5 million cellphones receive emergency test alert from Civil Defense

Most people are familiar with emergency alerts, but for others it can come as a really big surprise. Picture/file

Did your phone ring?

More than five million mobile phones received an emergency alert test around 6:16 p.m. on Sunday.

Civil Defense Director of Emergency Management Gary Knowles said an emergency mobile alert is a vital information channel for alerting people to threats to their life, health or property.

“The national test is a way to check our systems, cell towers and your phone’s ability to receive an emergency mobile alert, so we’re confident it will perform as it should in an emergency.”

Mobile emergency alert sent at 6:16 p.m.  Photo / Provided
Mobile emergency alert sent at 6:16 p.m. Photo / Provided

Knowles said when emergencies do occur, Emergency Mobile Alert is a critical channel to help keep our communities safe.

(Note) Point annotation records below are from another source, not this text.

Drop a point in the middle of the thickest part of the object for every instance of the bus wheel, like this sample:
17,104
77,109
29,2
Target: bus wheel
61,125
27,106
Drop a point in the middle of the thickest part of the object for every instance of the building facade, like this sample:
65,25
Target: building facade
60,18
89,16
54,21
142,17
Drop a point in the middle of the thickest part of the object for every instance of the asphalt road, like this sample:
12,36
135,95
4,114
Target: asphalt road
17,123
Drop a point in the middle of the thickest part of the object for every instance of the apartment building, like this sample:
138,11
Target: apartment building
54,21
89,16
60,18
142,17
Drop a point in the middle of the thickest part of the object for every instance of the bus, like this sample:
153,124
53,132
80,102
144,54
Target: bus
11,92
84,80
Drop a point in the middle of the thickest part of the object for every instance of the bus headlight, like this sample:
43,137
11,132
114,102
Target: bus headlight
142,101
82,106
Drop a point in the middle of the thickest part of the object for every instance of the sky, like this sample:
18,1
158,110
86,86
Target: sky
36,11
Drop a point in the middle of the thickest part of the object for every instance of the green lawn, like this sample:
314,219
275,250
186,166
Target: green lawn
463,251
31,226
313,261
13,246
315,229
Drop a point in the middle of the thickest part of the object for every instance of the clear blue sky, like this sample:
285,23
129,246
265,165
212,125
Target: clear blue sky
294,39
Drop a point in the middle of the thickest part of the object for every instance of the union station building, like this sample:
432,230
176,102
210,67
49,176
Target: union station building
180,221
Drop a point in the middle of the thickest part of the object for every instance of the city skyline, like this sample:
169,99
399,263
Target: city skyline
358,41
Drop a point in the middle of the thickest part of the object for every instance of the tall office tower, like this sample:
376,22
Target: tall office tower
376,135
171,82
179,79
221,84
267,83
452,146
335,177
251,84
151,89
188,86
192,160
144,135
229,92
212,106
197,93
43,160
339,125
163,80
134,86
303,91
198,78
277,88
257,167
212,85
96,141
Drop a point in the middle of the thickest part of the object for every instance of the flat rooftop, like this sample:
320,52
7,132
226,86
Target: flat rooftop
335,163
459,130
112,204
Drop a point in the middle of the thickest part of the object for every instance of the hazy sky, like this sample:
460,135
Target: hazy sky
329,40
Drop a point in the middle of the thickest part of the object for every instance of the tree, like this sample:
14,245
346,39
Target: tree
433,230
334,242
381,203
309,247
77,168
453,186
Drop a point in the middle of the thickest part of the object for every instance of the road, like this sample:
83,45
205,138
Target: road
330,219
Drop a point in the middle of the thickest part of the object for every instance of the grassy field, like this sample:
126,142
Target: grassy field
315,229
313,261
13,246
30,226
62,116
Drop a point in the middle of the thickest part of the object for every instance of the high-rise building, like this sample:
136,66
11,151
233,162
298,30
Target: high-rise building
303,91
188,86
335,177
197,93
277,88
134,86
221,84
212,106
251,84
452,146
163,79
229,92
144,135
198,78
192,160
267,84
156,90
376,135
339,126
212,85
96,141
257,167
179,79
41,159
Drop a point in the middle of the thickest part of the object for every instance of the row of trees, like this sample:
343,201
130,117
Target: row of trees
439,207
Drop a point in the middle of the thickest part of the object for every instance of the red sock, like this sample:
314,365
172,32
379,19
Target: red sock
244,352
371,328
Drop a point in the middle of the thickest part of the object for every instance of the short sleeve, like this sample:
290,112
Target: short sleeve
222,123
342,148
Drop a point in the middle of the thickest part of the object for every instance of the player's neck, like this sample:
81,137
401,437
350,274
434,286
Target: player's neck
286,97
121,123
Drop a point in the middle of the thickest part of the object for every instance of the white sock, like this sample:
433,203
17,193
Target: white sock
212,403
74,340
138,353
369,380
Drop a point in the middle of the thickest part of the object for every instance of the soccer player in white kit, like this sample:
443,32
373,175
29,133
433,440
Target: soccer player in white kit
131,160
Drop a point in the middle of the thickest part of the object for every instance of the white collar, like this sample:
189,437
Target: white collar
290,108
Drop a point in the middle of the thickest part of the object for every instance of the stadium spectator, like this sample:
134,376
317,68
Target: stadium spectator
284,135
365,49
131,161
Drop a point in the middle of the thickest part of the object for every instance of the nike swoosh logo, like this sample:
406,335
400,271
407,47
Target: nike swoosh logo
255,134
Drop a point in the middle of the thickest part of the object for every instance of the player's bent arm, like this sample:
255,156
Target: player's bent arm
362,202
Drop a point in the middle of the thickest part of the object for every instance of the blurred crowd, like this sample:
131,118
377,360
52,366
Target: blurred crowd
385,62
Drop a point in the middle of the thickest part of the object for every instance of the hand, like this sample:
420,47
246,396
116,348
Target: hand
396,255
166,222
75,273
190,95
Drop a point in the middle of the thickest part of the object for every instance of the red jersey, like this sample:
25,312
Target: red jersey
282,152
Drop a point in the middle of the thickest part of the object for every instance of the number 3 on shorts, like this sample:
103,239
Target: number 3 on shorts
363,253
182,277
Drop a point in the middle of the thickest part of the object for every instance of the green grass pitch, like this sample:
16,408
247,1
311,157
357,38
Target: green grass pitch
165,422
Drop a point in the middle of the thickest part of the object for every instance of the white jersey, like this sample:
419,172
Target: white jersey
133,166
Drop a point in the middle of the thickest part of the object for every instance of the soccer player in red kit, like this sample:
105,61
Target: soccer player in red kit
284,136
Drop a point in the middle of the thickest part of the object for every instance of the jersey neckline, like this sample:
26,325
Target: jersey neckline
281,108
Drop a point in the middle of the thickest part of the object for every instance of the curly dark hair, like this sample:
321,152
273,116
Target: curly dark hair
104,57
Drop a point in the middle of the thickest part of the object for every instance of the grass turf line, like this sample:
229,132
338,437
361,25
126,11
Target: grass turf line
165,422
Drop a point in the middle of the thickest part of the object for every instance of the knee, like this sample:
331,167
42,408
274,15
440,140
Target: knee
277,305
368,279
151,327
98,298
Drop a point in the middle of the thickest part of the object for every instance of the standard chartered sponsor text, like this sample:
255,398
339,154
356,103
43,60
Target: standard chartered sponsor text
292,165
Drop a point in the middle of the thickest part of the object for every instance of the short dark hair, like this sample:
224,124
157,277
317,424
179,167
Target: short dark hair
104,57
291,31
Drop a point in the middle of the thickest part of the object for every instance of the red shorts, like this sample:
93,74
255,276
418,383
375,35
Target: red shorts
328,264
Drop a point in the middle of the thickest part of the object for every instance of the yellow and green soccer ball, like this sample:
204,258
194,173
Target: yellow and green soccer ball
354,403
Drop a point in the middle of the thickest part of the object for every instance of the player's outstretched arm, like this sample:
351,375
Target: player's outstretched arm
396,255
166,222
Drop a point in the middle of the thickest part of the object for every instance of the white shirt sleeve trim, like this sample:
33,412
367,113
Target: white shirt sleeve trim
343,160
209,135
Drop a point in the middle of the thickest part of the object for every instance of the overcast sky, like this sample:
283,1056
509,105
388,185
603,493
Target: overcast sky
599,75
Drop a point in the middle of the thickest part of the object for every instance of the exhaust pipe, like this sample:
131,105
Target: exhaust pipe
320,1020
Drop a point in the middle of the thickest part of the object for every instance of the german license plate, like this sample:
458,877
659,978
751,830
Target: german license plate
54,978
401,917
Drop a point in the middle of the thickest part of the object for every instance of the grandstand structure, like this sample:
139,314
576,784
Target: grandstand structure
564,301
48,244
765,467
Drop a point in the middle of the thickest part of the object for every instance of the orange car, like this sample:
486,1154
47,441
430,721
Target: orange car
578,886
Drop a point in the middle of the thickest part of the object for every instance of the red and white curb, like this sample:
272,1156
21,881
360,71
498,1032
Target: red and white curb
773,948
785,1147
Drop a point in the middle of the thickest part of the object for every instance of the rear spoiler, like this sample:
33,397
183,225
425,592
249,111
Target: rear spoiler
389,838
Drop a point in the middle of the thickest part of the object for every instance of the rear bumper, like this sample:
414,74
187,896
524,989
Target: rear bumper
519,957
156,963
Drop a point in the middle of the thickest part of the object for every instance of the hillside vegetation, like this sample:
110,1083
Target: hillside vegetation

“Our results from the 2021 Disaster Preparedness Survey indicated that 90% of New Zealanders had received an EMA themselves or were close to someone who had one in the last year.”

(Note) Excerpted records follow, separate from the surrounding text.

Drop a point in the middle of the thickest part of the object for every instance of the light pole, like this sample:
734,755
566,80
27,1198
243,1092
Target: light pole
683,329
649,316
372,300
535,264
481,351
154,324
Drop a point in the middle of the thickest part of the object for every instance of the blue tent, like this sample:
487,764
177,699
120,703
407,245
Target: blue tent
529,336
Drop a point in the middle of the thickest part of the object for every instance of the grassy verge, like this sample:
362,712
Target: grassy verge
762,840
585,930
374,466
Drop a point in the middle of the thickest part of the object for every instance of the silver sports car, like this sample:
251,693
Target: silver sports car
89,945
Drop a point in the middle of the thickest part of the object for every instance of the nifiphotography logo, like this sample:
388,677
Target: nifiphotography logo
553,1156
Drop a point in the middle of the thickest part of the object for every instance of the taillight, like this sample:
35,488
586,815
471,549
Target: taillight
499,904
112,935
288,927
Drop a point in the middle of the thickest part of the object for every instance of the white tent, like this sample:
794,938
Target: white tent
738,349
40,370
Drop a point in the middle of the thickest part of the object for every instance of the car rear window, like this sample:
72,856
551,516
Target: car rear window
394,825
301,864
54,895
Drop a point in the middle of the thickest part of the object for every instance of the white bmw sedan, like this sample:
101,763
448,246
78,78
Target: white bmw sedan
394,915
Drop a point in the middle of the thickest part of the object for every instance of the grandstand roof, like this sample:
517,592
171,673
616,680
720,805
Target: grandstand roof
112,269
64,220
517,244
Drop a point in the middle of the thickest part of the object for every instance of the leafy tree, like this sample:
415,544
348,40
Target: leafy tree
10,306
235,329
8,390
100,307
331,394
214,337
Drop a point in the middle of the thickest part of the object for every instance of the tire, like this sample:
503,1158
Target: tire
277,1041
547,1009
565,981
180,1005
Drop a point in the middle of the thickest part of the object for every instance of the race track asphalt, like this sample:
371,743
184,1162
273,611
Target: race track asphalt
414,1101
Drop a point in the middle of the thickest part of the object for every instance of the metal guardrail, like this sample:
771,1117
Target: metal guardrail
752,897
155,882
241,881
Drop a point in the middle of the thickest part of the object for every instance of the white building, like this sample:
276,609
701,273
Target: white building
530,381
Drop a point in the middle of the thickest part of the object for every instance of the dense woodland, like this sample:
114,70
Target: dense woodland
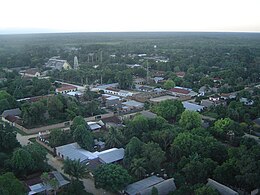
175,143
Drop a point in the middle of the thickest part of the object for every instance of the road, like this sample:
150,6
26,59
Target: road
57,164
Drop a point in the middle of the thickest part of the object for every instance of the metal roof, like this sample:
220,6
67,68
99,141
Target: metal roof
133,103
111,155
191,106
141,185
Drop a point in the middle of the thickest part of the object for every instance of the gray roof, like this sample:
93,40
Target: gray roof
191,106
133,103
163,187
111,155
148,114
222,189
12,112
141,185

“Emergency Mobile Alert is an additional channel to help keep Aotearoa safe in the event of an emergency and does not replace other means of staying informed or natural warnings.

“No form of technology is completely foolproof, so it does not replace other warning channels such as radio or social media, or the need to act on natural warning signs. If you feel that your life is in danger, do not wait for an official warning.Remember – if an earthquake is long or strong, leave.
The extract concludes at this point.